Mas a prova sofisticada de Gödel não permite isso. Há no sistema de Gödel uma assimetria entre positividade e negatividade em favor da positividade, o que evita que se possa usar um argumento semelhante ao de Gödel para provar a existência do Diabo. Pelo menos um conforto resultante da lógica moderna!

É duvidoso que Gödel acreditasse ter encontrado a prova final e irrefutável da existência de Deus. Seu profundo interesse na prova ontológica, em vez disso, era sua intenção de defender o teísmo de Leibniz. As premissas de Gödel, mais tarde, mostraram conter um pequeno problema lógico conhecido como colapso modal.
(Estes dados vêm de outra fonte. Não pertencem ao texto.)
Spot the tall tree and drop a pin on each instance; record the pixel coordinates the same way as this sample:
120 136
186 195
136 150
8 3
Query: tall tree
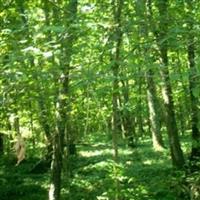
193 83
163 41
70 11
153 101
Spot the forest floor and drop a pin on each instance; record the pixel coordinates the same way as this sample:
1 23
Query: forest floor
142 174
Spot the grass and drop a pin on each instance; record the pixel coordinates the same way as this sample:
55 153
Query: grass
142 174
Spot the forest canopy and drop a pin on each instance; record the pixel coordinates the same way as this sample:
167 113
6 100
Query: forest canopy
97 95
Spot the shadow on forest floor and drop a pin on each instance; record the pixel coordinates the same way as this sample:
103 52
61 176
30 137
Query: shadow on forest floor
142 174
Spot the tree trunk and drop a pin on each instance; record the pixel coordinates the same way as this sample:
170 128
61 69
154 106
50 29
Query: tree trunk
193 85
153 102
153 105
63 101
115 60
128 120
175 148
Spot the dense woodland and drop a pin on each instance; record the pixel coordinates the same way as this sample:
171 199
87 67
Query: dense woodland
104 98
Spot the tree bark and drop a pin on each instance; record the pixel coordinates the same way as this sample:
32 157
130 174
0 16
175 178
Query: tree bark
153 105
63 101
172 130
193 84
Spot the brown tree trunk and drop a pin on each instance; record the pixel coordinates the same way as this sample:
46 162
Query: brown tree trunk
193 84
172 130
63 101
153 105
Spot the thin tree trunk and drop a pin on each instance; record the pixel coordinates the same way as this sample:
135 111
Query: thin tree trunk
128 121
115 59
193 84
63 102
172 130
153 105
153 102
Gödel compartilhou um manuscrito com o matemático Dana Scott nos anos 1970. Quando Scott circulou a prova conhecida para outras pessoas, ele deu a elas uma versão ligeiramente diferente, adicionando um pequeno ponto que corrigia Gödel, mas que passou despercebido.
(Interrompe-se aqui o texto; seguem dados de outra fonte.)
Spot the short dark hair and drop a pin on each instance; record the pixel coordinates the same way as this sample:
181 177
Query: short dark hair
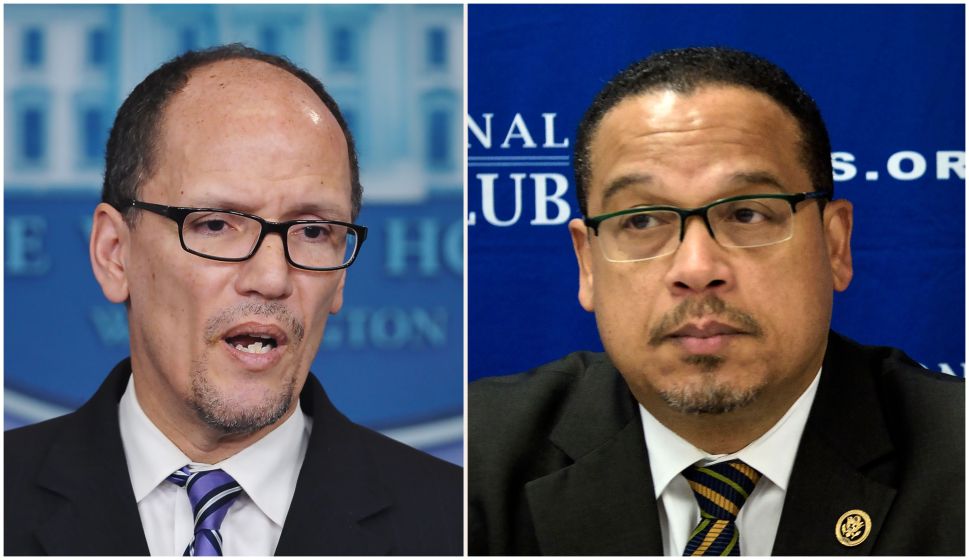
685 70
131 154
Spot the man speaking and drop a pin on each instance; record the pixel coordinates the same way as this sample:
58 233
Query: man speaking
226 227
724 417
Por mais de quatro décadas, um agente não humano percebeu um outro pequeno erro, cujas consequências permaneceram despercebidas, apesar de inúmeras análises e críticas do argumento.

Os seres humanos não notaram o erro apesar de anos de atenção à prova, até que um provador de teorema automatizado, em 2016, foi capaz de detectar a inconsistência em segundos. Esse trabalho foi liderado por dois lógicos especialistas em inteligência artificial, sendo um deles o brasileiro Bruno Woltzenlogel Paleo, à época trabalhando em Viena.

Essa participação de uma máquina no argumento mais refinado que a natureza humana já pôde produzir a respeito da religião é altamente relevante para a atividade científica, pois mostra, para além do fato que uma lenda matemática como Kurt Gödel, conhecido por sua atenção à precisão, pode cometer erros, que máquinas podem cooperar positivamente com o interesse humano. Nem sempre cooperam, mas podem cooperar.

E a vantagem de um sistema tão sofisticado quanto o de Gödel para uma das questões mais fundamentais da natureza humana é que, se alguém não aceita que a matemática prova a existência de Deus, menos ainda ela prova a existência do Maligno.

Referências:

J. N. Findlay. Can God’s existence be disproved? Mind 57 (226):176-183 (1948)

Ch.Benzmüller and B. W. Paleo. The Inconsistency in Gödel’s Ontological Argument:A Success Story for AI in Metaphysics. Proceedings of the Twenty-Fifth International Joint Conference on Artificial Intelligence (IJCAI-16)

Yujin Naga. The ontological argument and the Devil. The Philosophical Quarterly Vol. 60, No. 238 ISSN 0031-8094 January 2010 doi: 10.1111/J.1467-9213.2008.603.